The old saying "A veteran is someone who, at some point in his/her life, writes a blank check to "The people of the United States of America" in the amount of "Up to and including my life," didn't strike me as something that applied to me until a dear friend pointed it out. I didn't go into harm's way when I was in the Air Force - except maybe being in Germany in a time when the Red Army Faction was blowing up American targets and kidnapping and executing random US military personnel, because there were no wars going on at the time. I never saw combat. However, I was subject to go if and when it was necessary. And would have proudly accepted the call.

My son's mother was in the Air Force at the time as well. Together we had to sign paperwork that said if we were both ordered to duty in a war zone who would we leave our son with in the meantime. There was a single mother who lived in our apartment building, also active duty, who has to sign that same paperwork. Ever have to make a decision like that? (Chances are they wouldn't have made my wife and I both go and leave our son behind but we still had to make that designation.)

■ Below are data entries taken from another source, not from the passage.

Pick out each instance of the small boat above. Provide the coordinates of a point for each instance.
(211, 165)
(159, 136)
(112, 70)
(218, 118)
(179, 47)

Everyone who joins the military makes sacrifices. They lose some of their freedoms - such as complete freedom of speech, freedom of movement, freedom to wear what they want, freedom to quit a job they just don't care for, etc. They are under the control of the government for the time they are in. The government tells them where they are going and what they are to do. And they can't say much about it without serious consequences.

Families of veterans sacrifice as well. They too are subject to the whims of the government. They must choose to follow their beloved service member to his/her assignment or be separated from him/her for the duration. And there are many assignments to which a spouse or loved one cannot follow.

Less than 0.5 percent of Americans serve in our armed forces. That's about 1.6 million out of 300,000,000 plus citizens. When you think about it that's not a lot of people to defend our nation and her people - particularly since we are involved in global affairs. It's a pretty big sacrifice. Winston Churchill said it best: "Never in the field of human conflict was so much owed by so many to so few."

So a day late and a dollar short, I want to offer a sincere thank you to my fellow veterans and your families for your sacrifice, your courage, and your honor. Together we stood and accepted the call of our nation. Together we stood, as the prophet himself did in Isaiah 6:8, and said to our God and our country: "Here am I. Send me." 

Most of us would do it again in a minute if necessary. We are brothers and sisters in arms. We are the few who put country ahead of self. We are the 0.5 percent.